US announces export controls reform
By Daniel Wasserbly and JDW Staff Reporter Guy Anderson
9/1/2010
US President Barack Obama has unveiled his administration's plan to overhaul the country's Cold War-era system for controlling technology exports with more centralised and streamlined processes.
"For too long, we have had two very different control lists, with agencies fighting over who has jurisdiction. Decisions were delayed - sometimes for years - and industries lost their edge or moved abroad," Obama said in a 31 August speech to an annual Department of Commerce export controls conference.
"Going forward, we will have a single, tiered, positive list - one which will allow us to build higher walls around the export of our most sensitive items while allowing the export of less critical ones under less restrictive conditions," he said.
This plan is largely in line with a proposal announced in April by US Secretary of Defense Robert Gates, who has said the legacy system is detrimental to national security.
Obama said he plans to sign an executive order that creates an "Export Enforcement Coordination Center to co-ordinate and strengthen our enforcement efforts" by eliminating gaps and duplication of efforts across multiple departments and agencies.
Under the existing US export control regime, exporting military equipment requires oversight from the Department of State, which consults with the Department of Defense. Exporting technology that had military and commercial applications requires oversight from the Department of Commerce, which also consults with the departments of state and defence.
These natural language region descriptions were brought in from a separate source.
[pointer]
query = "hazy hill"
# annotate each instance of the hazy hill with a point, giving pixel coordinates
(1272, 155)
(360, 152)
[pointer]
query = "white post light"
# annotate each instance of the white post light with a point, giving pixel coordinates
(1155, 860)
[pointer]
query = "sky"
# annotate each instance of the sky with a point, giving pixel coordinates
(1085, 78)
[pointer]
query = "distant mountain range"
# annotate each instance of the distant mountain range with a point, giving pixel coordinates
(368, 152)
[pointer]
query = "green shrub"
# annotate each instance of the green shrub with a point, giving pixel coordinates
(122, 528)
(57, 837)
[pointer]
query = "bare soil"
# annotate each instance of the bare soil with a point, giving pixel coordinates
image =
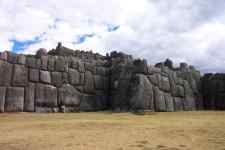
(113, 131)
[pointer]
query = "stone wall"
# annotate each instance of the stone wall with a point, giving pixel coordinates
(51, 83)
(213, 91)
(138, 86)
(64, 80)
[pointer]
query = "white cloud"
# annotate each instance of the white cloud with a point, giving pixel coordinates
(192, 31)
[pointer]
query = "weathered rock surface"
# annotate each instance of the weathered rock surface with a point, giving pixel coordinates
(69, 96)
(69, 81)
(141, 93)
(20, 75)
(29, 101)
(5, 73)
(46, 96)
(2, 99)
(14, 101)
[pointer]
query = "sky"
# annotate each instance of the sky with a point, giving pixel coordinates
(191, 31)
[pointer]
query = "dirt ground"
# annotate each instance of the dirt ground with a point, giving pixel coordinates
(113, 131)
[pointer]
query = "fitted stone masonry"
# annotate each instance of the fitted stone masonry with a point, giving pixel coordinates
(64, 80)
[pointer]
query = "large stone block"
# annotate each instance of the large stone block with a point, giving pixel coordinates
(88, 103)
(90, 67)
(189, 100)
(74, 77)
(178, 104)
(4, 55)
(179, 91)
(21, 59)
(74, 63)
(69, 96)
(81, 67)
(57, 79)
(20, 76)
(65, 77)
(60, 64)
(89, 82)
(31, 62)
(5, 73)
(45, 76)
(2, 98)
(154, 78)
(44, 62)
(14, 101)
(164, 84)
(141, 92)
(99, 82)
(101, 71)
(160, 104)
(82, 78)
(46, 96)
(51, 63)
(12, 58)
(29, 98)
(34, 75)
(169, 102)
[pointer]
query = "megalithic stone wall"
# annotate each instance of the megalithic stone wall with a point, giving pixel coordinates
(136, 85)
(52, 83)
(64, 80)
(213, 91)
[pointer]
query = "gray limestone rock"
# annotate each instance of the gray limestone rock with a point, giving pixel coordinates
(160, 104)
(20, 75)
(56, 79)
(69, 96)
(34, 75)
(51, 63)
(5, 73)
(21, 59)
(74, 77)
(46, 96)
(164, 84)
(60, 64)
(99, 82)
(44, 62)
(2, 98)
(178, 104)
(31, 62)
(89, 82)
(141, 93)
(169, 102)
(14, 101)
(29, 102)
(45, 76)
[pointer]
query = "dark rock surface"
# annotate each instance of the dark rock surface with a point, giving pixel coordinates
(64, 80)
(14, 100)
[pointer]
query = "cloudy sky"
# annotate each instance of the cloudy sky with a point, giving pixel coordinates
(183, 30)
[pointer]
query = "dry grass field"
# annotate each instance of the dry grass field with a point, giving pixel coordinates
(113, 131)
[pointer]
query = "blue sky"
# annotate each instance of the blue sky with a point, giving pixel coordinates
(190, 31)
Senior Pentagon officials have voiced concern that this system is dangerous in that it places walls around too many technologies, with some walls not high enough and others hindering exports to partner nations.
With the Obama administration's new plan, agencies will create export control lists of munitions and dual-use items that are tiered to "distinguish the types of items that should be subject to stricter or more permissive levels of control for different destinations, end uses and end users", the White House said in a statement.